In this exercise, we will attempt to pull identical data on three books out of three different file formats: JSON, HTML, and XML. We will create these file in R so we can see how each file is constructed. We will want to compile the data on each of the books into a dataframe.
suppressWarnings(suppressMessages(library(rjson)))
suppressWarnings(suppressMessages(library(XML)))
This is the data we will want to encode:
| title | author | cuisine | yearPub | ISBN |
|---|---|---|---|---|
| Plenty | Yolam Ottolenghi and Jonathan Lovekin | Vegetarian | 2011 | 1452101248 |
| Mastering the Art of French Cooking | Julia Child | French | 1961 | 375413405 |
| Balaboosta | Einat Admony | Israeli | 2013 | 1579655009 |
Here we will write our JSON data into a file in and see how R returns the data from the file.
exportJSON <- "{\"title\":[\"Plenty\",\"Mastering the Art of French Cooking\",\"Balaboosta\"],\"author\":[\"Yolam Ottolenghi and Jonathan Lovekin\",\"Julia Child\",\"Einat Admony\"],\"cuisine\":[\"Vegetarian\",\"French\",\"Israeli\"],\"yearPub\":[2011,1961,2013],\"ISBN\":[1452101248,375413405,1579655009]}"
write(exportJSON, "cookBooks.json") # create JSON file
json_data <- fromJSON(file="cookBooks.json") # now we read directly from the file
json_data #view
## $title
## [1] "Plenty"
## [2] "Mastering the Art of French Cooking"
## [3] "Balaboosta"
##
## $author
## [1] "Yolam Ottolenghi and Jonathan Lovekin"
## [2] "Julia Child"
## [3] "Einat Admony"
##
## $cuisine
## [1] "Vegetarian" "French" "Israeli"
##
## $yearPub
## [1] 2011 1961 2013
##
## $ISBN
## [1] 1452101248 375413405 1579655009
Now we will compile this into a dataframe:
jsonDF <- data.frame(json_data$title,json_data$author,json_data$cuisine,json_data$yearPub,json_data$ISBN)

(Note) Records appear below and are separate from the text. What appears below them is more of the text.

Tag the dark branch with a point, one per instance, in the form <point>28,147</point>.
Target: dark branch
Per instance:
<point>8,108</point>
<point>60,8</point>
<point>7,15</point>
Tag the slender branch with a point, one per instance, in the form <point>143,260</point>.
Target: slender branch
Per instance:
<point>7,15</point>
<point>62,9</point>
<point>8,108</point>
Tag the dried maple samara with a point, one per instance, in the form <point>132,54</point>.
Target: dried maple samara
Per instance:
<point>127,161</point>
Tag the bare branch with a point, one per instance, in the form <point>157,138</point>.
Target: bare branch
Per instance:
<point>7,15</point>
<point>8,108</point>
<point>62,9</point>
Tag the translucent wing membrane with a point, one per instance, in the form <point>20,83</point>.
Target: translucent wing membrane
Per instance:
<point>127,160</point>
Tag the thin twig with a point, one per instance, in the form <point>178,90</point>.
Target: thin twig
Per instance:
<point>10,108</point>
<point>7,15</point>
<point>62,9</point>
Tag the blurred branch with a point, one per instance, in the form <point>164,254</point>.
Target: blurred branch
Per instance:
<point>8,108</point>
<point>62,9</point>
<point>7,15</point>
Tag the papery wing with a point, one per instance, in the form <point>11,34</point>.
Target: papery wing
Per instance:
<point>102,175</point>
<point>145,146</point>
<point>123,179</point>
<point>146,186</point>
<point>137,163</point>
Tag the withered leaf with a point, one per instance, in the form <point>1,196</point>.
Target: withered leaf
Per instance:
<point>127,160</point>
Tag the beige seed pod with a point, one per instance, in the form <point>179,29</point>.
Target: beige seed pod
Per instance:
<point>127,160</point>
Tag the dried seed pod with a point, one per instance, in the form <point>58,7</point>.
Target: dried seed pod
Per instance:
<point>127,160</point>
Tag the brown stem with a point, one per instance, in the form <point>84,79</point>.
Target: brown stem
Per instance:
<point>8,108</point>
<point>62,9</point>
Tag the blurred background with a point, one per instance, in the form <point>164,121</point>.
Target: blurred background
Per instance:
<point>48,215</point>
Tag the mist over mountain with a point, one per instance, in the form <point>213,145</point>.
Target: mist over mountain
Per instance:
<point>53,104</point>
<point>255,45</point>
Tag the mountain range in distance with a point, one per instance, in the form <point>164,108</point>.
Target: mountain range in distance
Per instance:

for (i in 1:length(jsonDF)){colnames(jsonDF)[i] <- names(json_data)[i]}
First we will write our HTML data into a file and see how R returns the data:
exportHTML <- "
<table>
<tr>
<th>title</th>
<th>author</th>
<th>cuisine</th>
<th>yearPub</th>
<th>ISBN</th>
</tr>
<tr>
<td>Plenty</td>
<td>Yolam Ottolenghi and Jonathan Lovekin</td>
<td>Vegetarian</td>
<td>2011</td>
<td>1452101248</td>
</tr>
<tr>
<td>Mastering the Art of French Cooking</td>
<td>Julia Child</td>
<td>French</td>
<td>1961</td>
<td>375413405</td>
</tr>
<tr>
<td>Balaboost</td>
<td>Einat Admony</td>
<td>Israeli</td>
<td>2013</td>
<td>1579655009</td>
</tr>
</table>"
write(exportHTML, "cookBooks.html") # create HTML file
htmlDF <- readHTMLTable("cookBooks.html")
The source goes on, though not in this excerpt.